しかし、日常の食事だけでは十分な量を摂取するのが意外と難しいのが現実。
例えば…
- 30代男性の目安:体重×1.2〜1.6gのタンパク質/日
(体重65kgなら約80〜100gが必要)
これは「鶏むね肉300g+卵2個+納豆1パック+ヨーグルト1個」でもギリギリのライン。
もし筋トレをするとなると、最低でも体重×1.6gのタンパク質量はデイリーで摂りたい。
しかし忙しい我々現代人にとって、毎日これを維持するのは正直きつい。(筆者も慣れるのに時間がかかりました)
その“足りない分”を補う手段として、プロテインはとても効率的な選択肢です。
※プロテイン(Protein)=タンパク質ですがここではプロテインドリンクを指します。
どれを選べばいい?初心者向けプロテインの種類と選び方
プロテインと一口に言っても種類はいろいろ。目的に合わせて選ぶのがポイントです。
種類 | 特徴 | 向いている人 |
---|---|---|
ホエイプロテイン | 吸収が速い/筋肥大向き | 筋トレ後のリカバリー |
ソイ(大豆)プロテイン | 植物性/腹持ち良い | ダイエット中の置き換え |
カゼインプロテイン | 吸収がゆっくり | 就寝前の栄養補給 |
選び方のポイントは以下の3つ:
- ✔ 目的(筋肥大か、ダイエットか)
- ✔ 味や溶けやすさ(継続できるもの)
- ✔ コスパ(1食あたりの価格)
初心者はやはり、まずは「ホエイプロテイン」からスタートするのが無難です。チョコ味やバニラ味はクセも少なく続けやすいですよ。
もし色々な味を試したい場合は色んな味が楽しめるアソートパックがおすすめです。
初心者あるある(Q&A)
Q. プロテインを飲めば筋肉がつきますか?
→ プロテインはあくまでサプリメントの一種、つまり栄養“補助”食品です。根底には筋トレや日々の食事があってこそ効果を発揮します。
Q. 食事だけで足りる気がするんだけど?
→ 実際に毎日90gのタンパク質を安定して摂れていれば問題ありません。ただ、忙しい日や外食が続くと、どうしても不足しやすくなります。
もし自分の1日のタンパク質摂取量が分からない場合は「MyFitnessPal」など記録アプリを使ってみましょう。
Q. 飲みすぎても問題ない?
→ 各メーカーの推奨量を守りましょう(1日2杯程度)。パッケージの裏側に書いてあります。
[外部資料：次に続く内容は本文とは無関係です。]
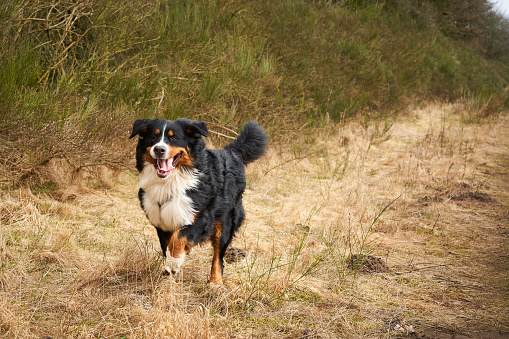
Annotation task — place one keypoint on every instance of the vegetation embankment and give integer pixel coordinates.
(74, 75)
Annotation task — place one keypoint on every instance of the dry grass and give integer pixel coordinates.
(425, 192)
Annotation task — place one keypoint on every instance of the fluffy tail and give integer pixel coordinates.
(251, 143)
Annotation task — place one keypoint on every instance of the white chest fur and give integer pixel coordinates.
(165, 201)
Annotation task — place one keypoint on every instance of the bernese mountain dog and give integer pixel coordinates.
(190, 193)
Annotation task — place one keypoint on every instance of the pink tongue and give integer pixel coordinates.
(165, 165)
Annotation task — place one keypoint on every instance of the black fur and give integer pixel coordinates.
(222, 180)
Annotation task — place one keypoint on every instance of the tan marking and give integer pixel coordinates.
(185, 159)
(148, 157)
(215, 272)
(178, 246)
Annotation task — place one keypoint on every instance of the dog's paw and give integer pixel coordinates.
(217, 287)
(167, 270)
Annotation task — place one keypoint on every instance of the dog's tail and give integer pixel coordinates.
(251, 143)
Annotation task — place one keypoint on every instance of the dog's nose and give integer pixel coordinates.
(159, 151)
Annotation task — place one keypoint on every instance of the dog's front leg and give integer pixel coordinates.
(216, 271)
(176, 252)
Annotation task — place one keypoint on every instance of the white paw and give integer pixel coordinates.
(174, 264)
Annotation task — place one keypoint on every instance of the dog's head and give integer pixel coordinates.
(166, 144)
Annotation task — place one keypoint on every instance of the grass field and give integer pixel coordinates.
(421, 198)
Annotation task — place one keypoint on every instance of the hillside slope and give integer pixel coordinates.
(424, 193)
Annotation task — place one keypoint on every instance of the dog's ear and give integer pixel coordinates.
(140, 126)
(193, 127)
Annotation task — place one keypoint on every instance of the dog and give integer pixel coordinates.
(192, 194)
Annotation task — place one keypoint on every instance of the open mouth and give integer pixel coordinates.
(164, 166)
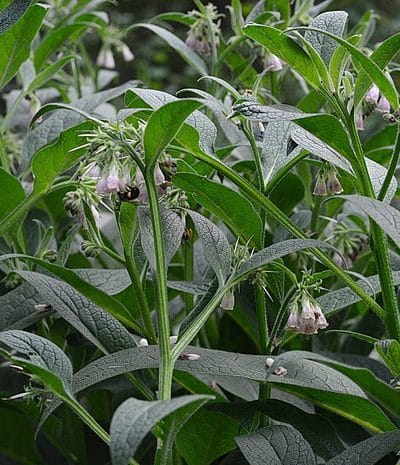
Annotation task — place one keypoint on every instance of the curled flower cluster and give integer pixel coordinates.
(306, 316)
(205, 28)
(327, 181)
(380, 102)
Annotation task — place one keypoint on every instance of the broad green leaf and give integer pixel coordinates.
(211, 362)
(99, 327)
(12, 13)
(316, 430)
(172, 229)
(277, 444)
(62, 120)
(389, 350)
(275, 251)
(12, 195)
(41, 352)
(163, 126)
(382, 55)
(333, 301)
(329, 389)
(285, 48)
(214, 432)
(370, 451)
(371, 69)
(155, 99)
(134, 419)
(41, 78)
(15, 43)
(13, 421)
(215, 244)
(54, 159)
(230, 206)
(385, 215)
(178, 45)
(95, 295)
(17, 308)
(331, 21)
(274, 153)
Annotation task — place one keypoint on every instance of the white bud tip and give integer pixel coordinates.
(281, 371)
(269, 361)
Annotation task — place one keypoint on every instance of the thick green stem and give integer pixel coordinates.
(380, 247)
(279, 216)
(167, 366)
(392, 167)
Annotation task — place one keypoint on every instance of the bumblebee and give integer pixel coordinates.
(130, 194)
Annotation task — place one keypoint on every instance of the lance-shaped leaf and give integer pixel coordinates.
(163, 126)
(99, 327)
(370, 451)
(216, 246)
(277, 444)
(331, 21)
(15, 42)
(48, 361)
(172, 229)
(276, 251)
(385, 215)
(228, 205)
(134, 419)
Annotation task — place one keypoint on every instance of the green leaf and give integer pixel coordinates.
(369, 451)
(42, 353)
(215, 244)
(178, 45)
(331, 21)
(54, 159)
(371, 69)
(15, 43)
(12, 196)
(389, 350)
(134, 419)
(62, 120)
(275, 251)
(17, 308)
(230, 206)
(277, 444)
(386, 216)
(206, 130)
(12, 13)
(23, 452)
(285, 48)
(329, 389)
(99, 327)
(333, 301)
(206, 436)
(382, 56)
(316, 430)
(163, 126)
(172, 229)
(48, 73)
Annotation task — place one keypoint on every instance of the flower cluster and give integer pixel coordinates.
(306, 316)
(205, 30)
(327, 181)
(380, 102)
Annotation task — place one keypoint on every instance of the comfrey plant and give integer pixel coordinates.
(201, 278)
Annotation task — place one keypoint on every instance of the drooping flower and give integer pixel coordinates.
(383, 105)
(273, 63)
(372, 95)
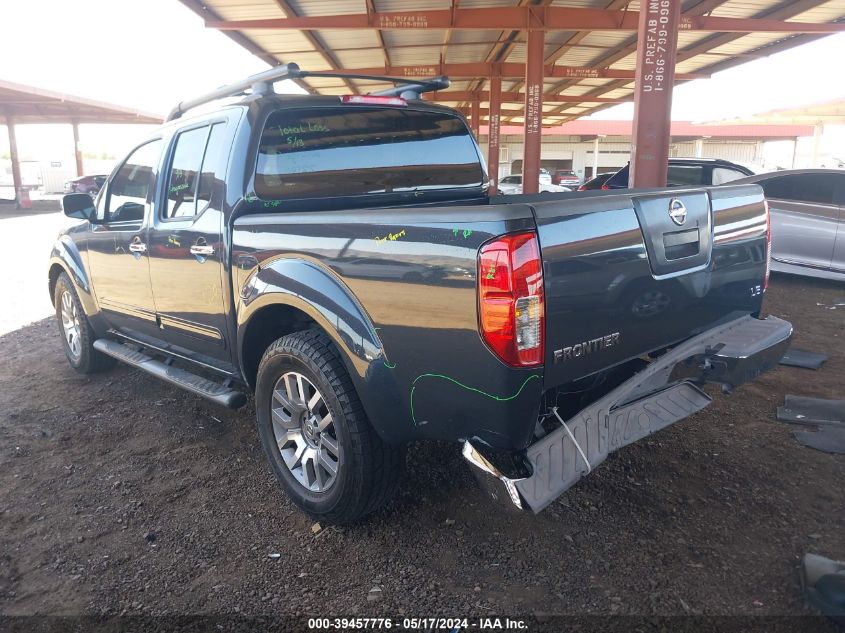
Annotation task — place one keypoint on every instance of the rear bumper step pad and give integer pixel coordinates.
(198, 385)
(654, 398)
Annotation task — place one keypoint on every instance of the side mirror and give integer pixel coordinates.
(79, 206)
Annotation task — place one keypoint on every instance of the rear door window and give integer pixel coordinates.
(812, 188)
(721, 175)
(686, 175)
(354, 150)
(182, 183)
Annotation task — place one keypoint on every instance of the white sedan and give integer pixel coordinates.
(510, 185)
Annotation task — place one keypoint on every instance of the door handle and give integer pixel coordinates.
(202, 249)
(137, 246)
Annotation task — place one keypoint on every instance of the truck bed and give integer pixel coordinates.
(621, 281)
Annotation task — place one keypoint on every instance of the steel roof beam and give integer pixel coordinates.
(513, 97)
(784, 11)
(504, 70)
(546, 18)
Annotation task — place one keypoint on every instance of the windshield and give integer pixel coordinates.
(354, 150)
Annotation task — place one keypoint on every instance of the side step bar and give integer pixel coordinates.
(204, 387)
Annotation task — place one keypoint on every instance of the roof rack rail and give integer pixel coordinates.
(405, 87)
(262, 84)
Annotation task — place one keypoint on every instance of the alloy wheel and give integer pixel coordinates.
(71, 325)
(305, 433)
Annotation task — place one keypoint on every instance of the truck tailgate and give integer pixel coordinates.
(623, 277)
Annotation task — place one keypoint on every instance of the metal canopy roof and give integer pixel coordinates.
(590, 46)
(26, 104)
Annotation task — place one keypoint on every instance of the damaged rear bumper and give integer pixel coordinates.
(663, 393)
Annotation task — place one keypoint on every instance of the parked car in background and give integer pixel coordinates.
(512, 184)
(597, 182)
(808, 220)
(689, 172)
(85, 184)
(565, 178)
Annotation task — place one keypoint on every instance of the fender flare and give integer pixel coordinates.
(310, 288)
(66, 254)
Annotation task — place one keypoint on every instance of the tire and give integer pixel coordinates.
(76, 332)
(302, 441)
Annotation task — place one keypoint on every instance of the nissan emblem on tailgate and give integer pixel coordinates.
(677, 211)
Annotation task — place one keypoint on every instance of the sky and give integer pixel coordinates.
(150, 55)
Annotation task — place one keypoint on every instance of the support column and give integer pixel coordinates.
(475, 115)
(493, 133)
(595, 158)
(77, 151)
(16, 165)
(533, 107)
(818, 130)
(657, 44)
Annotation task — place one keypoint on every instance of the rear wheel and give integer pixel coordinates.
(77, 335)
(320, 444)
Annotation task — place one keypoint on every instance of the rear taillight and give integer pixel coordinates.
(768, 244)
(510, 298)
(372, 100)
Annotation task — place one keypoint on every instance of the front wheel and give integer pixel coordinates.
(316, 435)
(77, 334)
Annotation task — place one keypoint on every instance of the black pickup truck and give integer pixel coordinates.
(339, 258)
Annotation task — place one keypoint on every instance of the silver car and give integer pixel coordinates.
(808, 220)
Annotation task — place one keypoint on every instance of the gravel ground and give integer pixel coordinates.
(121, 494)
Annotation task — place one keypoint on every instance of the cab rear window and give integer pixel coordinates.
(354, 150)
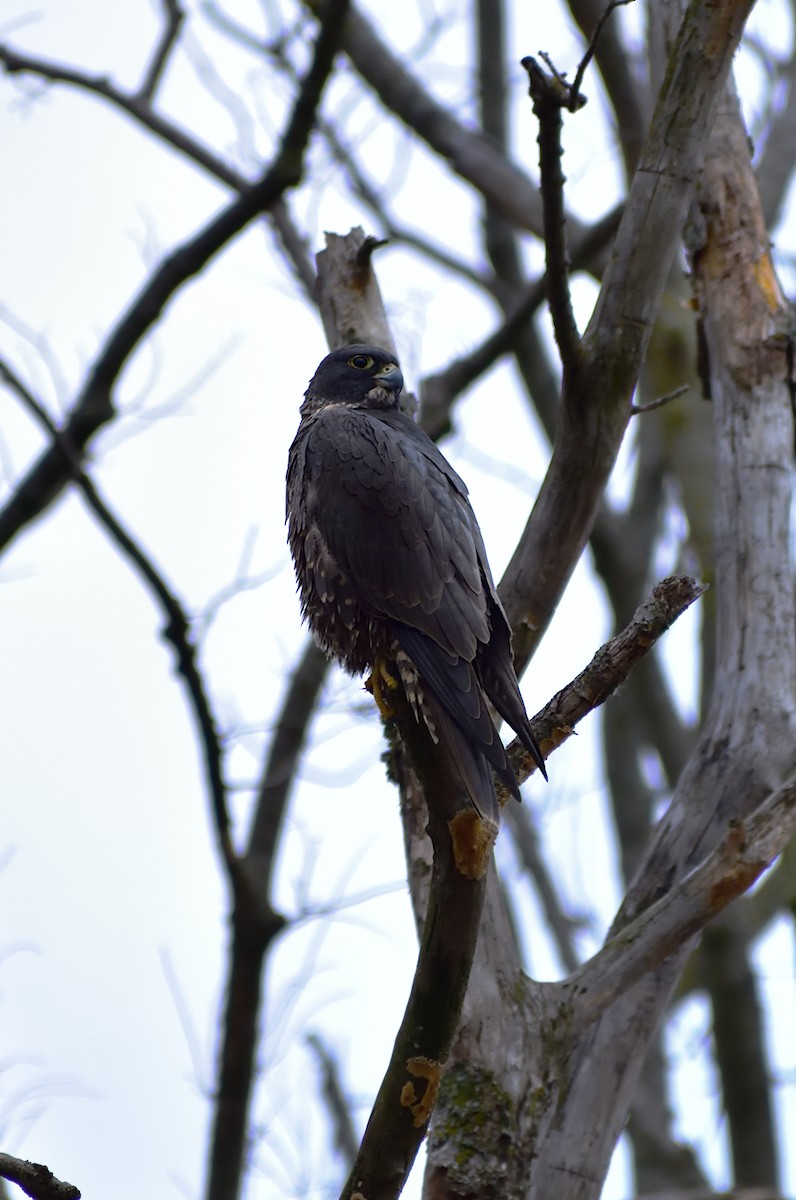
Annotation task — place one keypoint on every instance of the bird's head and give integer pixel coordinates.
(357, 376)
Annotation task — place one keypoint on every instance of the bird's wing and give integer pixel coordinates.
(398, 526)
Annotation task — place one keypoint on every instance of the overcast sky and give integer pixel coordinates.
(114, 929)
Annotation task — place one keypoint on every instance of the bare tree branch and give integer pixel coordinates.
(36, 1180)
(177, 629)
(174, 18)
(744, 852)
(94, 406)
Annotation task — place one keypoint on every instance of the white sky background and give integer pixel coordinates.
(113, 910)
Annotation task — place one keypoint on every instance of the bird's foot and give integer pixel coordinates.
(378, 679)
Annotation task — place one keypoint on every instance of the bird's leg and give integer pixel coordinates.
(379, 678)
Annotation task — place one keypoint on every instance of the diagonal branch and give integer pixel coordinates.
(36, 1180)
(94, 406)
(596, 413)
(177, 629)
(174, 18)
(747, 849)
(404, 1104)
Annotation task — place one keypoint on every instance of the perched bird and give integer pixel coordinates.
(391, 568)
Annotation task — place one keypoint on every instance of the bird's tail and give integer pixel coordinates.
(446, 691)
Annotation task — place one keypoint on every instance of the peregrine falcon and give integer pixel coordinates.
(391, 568)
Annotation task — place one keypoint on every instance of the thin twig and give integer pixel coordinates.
(608, 670)
(174, 18)
(94, 407)
(659, 401)
(550, 94)
(592, 46)
(36, 1180)
(345, 1134)
(177, 628)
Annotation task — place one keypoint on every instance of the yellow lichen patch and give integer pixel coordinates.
(430, 1071)
(375, 684)
(472, 839)
(767, 282)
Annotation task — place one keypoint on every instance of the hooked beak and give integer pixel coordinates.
(389, 376)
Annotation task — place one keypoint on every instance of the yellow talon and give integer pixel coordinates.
(376, 682)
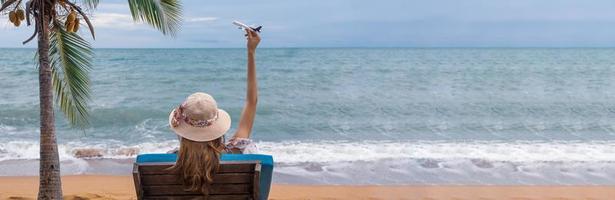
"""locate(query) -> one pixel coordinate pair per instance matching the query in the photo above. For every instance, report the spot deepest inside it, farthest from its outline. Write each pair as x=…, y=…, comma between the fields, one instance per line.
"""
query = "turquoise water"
x=541, y=115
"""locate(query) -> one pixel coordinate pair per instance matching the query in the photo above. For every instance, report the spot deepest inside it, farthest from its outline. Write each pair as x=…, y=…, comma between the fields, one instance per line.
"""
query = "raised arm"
x=249, y=110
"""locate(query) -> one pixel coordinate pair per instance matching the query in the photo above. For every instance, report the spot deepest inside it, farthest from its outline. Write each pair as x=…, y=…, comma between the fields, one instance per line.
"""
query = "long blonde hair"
x=197, y=162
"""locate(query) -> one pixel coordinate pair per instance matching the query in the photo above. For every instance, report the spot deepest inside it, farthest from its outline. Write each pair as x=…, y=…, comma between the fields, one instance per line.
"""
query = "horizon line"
x=363, y=47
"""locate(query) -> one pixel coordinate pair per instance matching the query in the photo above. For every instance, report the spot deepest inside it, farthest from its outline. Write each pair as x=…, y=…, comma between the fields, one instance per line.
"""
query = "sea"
x=352, y=116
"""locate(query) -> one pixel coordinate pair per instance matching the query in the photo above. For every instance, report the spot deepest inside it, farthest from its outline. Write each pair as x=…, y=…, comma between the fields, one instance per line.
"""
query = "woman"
x=200, y=126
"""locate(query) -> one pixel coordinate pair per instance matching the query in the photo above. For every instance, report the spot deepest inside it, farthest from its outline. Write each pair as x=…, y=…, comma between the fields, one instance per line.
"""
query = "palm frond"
x=6, y=3
x=71, y=60
x=164, y=15
x=90, y=4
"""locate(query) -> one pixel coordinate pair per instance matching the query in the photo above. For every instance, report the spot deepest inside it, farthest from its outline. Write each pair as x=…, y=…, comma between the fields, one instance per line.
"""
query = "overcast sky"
x=361, y=23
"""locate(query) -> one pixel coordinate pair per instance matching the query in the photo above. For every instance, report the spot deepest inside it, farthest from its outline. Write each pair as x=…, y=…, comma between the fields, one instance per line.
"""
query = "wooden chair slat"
x=201, y=197
x=172, y=179
x=226, y=168
x=214, y=189
x=234, y=180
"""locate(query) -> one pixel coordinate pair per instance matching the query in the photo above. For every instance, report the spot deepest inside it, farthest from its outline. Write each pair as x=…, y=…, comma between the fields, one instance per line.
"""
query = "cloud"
x=201, y=19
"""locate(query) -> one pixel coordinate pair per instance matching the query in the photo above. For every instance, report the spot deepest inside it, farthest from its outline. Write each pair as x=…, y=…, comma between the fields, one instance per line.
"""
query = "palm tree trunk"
x=50, y=186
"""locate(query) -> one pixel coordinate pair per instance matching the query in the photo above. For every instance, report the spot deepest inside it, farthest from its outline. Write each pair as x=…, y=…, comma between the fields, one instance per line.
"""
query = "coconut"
x=71, y=17
x=12, y=16
x=76, y=27
x=20, y=14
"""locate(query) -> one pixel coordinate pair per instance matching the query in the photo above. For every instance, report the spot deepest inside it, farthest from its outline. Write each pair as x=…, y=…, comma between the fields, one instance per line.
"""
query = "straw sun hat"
x=199, y=119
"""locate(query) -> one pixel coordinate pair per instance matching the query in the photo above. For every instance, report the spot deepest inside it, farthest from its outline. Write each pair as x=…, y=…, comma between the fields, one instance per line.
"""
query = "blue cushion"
x=266, y=165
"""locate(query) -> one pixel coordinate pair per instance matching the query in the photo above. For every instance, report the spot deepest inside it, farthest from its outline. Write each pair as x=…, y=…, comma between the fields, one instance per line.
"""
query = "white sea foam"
x=345, y=151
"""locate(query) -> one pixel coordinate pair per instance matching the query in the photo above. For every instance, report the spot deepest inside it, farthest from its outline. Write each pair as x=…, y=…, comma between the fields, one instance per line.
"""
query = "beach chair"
x=241, y=176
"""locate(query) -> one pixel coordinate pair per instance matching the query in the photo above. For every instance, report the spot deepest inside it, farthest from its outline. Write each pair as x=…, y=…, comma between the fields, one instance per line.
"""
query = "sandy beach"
x=121, y=187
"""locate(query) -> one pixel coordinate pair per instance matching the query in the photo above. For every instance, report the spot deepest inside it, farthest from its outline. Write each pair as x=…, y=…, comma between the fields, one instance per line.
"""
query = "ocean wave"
x=481, y=153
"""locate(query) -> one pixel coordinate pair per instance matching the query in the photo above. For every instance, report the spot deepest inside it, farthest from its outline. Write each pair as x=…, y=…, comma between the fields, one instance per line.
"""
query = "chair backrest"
x=234, y=180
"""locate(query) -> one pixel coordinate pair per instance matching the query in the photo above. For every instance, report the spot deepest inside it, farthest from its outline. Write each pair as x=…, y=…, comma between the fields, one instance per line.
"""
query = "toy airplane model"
x=244, y=26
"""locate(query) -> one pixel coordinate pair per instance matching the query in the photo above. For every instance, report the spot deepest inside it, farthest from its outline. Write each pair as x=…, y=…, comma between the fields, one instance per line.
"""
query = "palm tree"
x=65, y=60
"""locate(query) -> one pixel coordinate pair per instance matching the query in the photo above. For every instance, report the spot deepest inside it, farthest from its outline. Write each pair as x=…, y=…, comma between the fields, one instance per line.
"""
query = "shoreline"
x=121, y=187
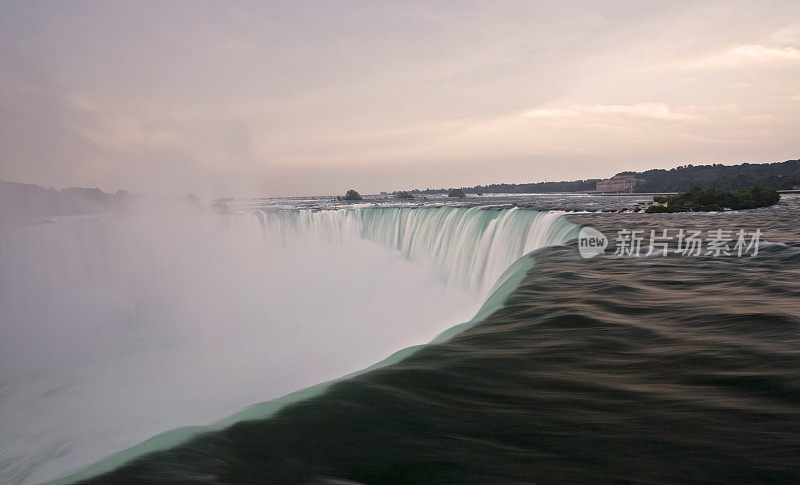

また摂りすぎた分は場合によってはオーバーカロリーとなり体脂肪として蓄積されます。やはり食事記録アプリなどで食べたものを記録することをおすすめします。また体重×2g以上を超える摂取は控えめに。
まとめ|「目的」と「生活スタイル」で飲むタイミングを決めよう
プロテインはあくまで筋肉の成長を促すための“手段”の一つです。目的やライフスタイルに合わせて、うまく活用することが何より大切です。
✔ 筋トレ後は「速攻チャージ」
✔ 朝や間食で「手軽に補給」
✔ ダイエット中は「置き換えにも使える」
自分の生活リズムに合ったタイミングで、無理なく続けていきましょう。